The sandwich generation experiences the joys of kids growing up and the sorrow of aging parents.
Earlier this summer, T showed interest in bike riding again after having no interest last year.
While he loves zipping down the park, he doesn’t yet feel comfortable taking off the training wheels.
And that’s ok.
I thought about the milestones T has experienced and the ones ahead – and it feels like a series of buildups to taking off the training wheels.
Hands pressed against the wall as he learned to walk. Holding my hand as he learned to go up and down stairs. Hand over hand as he learned to eat with utensils. Getting him potty trained. Hours of practice to help him learn to read.
For me, training wheels also represent the additional scaffolding supports we’ve been blessed to have for T.
Speech therapy to help him learn to talk. Behaviour therapy to help us support T in his early years. His amazing Child and Youth Workers who supported him in kindergarten and Grade 1.
In my prayers, I often hope for T to be successfully independent one day.
It’s too early to tell what the future holds, but I am aware there may be a future where the training wheels don’t completely come off.
Life is a circle – our youth a mirror image of our twilight years.
As I coordinated and took Ma to her appointments the last two years after her stroke and then her muscle disease, I thought about how training wheels return in our elder years.
I watched her work hard during physiotherapy appointments to learn to walk with balance.
I listened with amusement as she told me about working with a speech therapist after her stroke caused her to slur her speech.
I am aware of how limited time is as she asks to hold my hand when we walk outside.
Being part of the sandwich generation is an inevitable part of growing up.
The most trying moment to date was a very stressful week this past March.
As we looked forward to a long-awaited Spring Break vacation, I had to plough through four busy days of work plus four appointments for Ma.
Then T got sent home sick.
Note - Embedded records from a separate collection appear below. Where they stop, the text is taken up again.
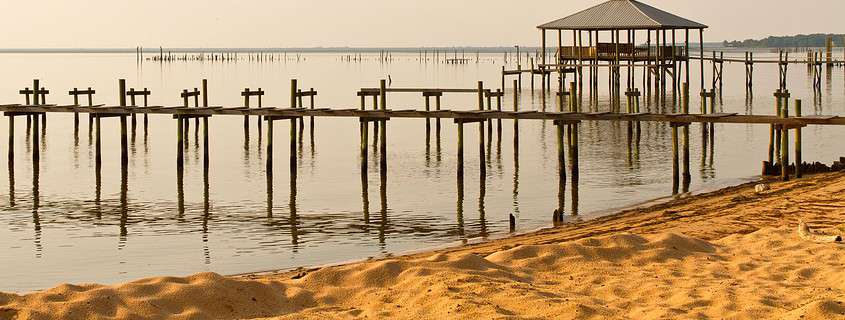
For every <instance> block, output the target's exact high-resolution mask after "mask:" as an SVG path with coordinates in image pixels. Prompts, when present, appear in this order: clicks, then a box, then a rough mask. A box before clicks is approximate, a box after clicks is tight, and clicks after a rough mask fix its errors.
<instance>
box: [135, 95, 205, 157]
mask: <svg viewBox="0 0 845 320" xmlns="http://www.w3.org/2000/svg"><path fill="white" fill-rule="evenodd" d="M202 106H203V108H208V79H202ZM145 115H146V114H145ZM209 117H210V116H204V117H202V153H203V158H202V159H203V160H202V162H203V168H205V169H206V172H207V170H208V165H209V161H210V159H209V145H208V118H209Z"/></svg>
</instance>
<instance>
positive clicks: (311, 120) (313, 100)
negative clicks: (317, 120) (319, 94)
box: [308, 88, 317, 152]
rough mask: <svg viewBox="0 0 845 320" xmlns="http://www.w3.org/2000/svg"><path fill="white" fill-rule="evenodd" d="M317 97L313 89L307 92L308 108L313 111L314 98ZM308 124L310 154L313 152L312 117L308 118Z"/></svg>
mask: <svg viewBox="0 0 845 320" xmlns="http://www.w3.org/2000/svg"><path fill="white" fill-rule="evenodd" d="M316 95H317V91H314V88H311V90H309V97H310V99H309V108H310V109H311V110H314V97H315V96H316ZM308 120H309V122H308V130H310V131H309V135H310V137H311V152H314V116H311V117H309V119H308Z"/></svg>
So we also had to take care of a sick child and virtual schooling, plus the anxiety of our vacation being in jeopardy.
It all worked out – but the stress taught me I can’t do it all and to set clearer boundaries.
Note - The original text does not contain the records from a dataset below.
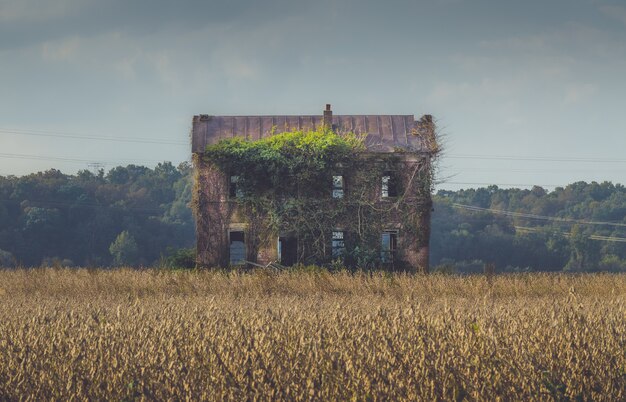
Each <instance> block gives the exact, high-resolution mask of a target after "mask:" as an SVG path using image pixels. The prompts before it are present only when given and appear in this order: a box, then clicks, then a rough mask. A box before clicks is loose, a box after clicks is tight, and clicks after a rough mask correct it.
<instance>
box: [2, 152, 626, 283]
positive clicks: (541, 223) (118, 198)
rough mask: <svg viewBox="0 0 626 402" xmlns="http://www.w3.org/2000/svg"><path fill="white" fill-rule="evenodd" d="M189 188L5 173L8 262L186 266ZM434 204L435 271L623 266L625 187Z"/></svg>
mask: <svg viewBox="0 0 626 402" xmlns="http://www.w3.org/2000/svg"><path fill="white" fill-rule="evenodd" d="M192 188H193V179H192V168H191V166H190V165H189V164H187V163H183V164H180V165H179V166H177V167H175V166H173V165H172V164H171V163H169V162H165V163H162V164H159V165H157V166H156V167H155V168H154V169H150V168H147V167H143V166H135V165H129V166H126V167H121V166H120V167H116V168H114V169H111V170H110V171H108V172H107V173H105V172H104V171H103V170H100V171H99V172H97V173H96V174H94V173H92V172H90V171H88V170H83V171H80V172H78V174H76V175H66V174H63V173H61V172H60V171H58V170H55V169H52V170H48V171H46V172H40V173H35V174H30V175H27V176H21V177H15V176H7V177H3V176H0V266H15V265H23V266H35V265H53V266H54V265H70V266H72V265H73V266H114V265H134V266H140V265H143V266H155V265H158V264H162V263H163V262H164V261H167V259H168V258H170V261H171V258H172V257H174V258H178V257H180V260H185V259H186V260H187V261H188V260H189V257H190V255H191V254H192V251H191V250H189V249H190V248H192V247H193V246H194V243H195V237H194V236H195V228H194V221H193V216H192V214H191V210H190V208H189V202H190V201H191V192H192ZM434 208H435V212H434V213H433V217H432V234H431V266H432V267H433V269H435V270H439V271H449V272H478V271H480V272H482V270H483V269H484V267H485V265H487V266H492V267H494V268H495V269H496V270H497V271H520V270H529V271H530V270H532V271H557V270H569V271H596V270H602V271H626V241H625V240H624V239H626V189H625V188H624V186H623V185H620V184H612V183H609V182H604V183H601V184H599V183H595V182H593V183H585V182H577V183H573V184H570V185H568V186H566V187H563V188H560V187H559V188H556V189H555V190H554V191H551V192H548V191H546V190H544V189H543V188H541V187H534V188H532V189H530V190H521V189H500V188H498V187H497V186H489V187H487V188H479V189H469V190H459V191H439V192H438V193H437V194H436V195H434ZM591 222H593V223H591ZM185 250H187V251H185Z"/></svg>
A morbid person might say the second we enter this life, we are taking steps towards our exit.
But I choose to enjoy the incremental milestones, detours and side trips along the road of life.
Take it a day at a time and have faith that things work out the way they should and that every life lesson is a quiet teacher.
As with most milestones, T will move at his own pace – sometimes faster, sometimes as anticipated, sometimes needing more time.
This summer, he decided he would finally brush his own teeth without help from the hubby and I.
During a recent morning, he zipped through getting ready in the morning – which can be torture at times – getting dressed, brushing his teeth and combing his hair. All on his own.
Then said with a big smile, “Don’t I look handsome?”
He sure did. And very modest too, apparently!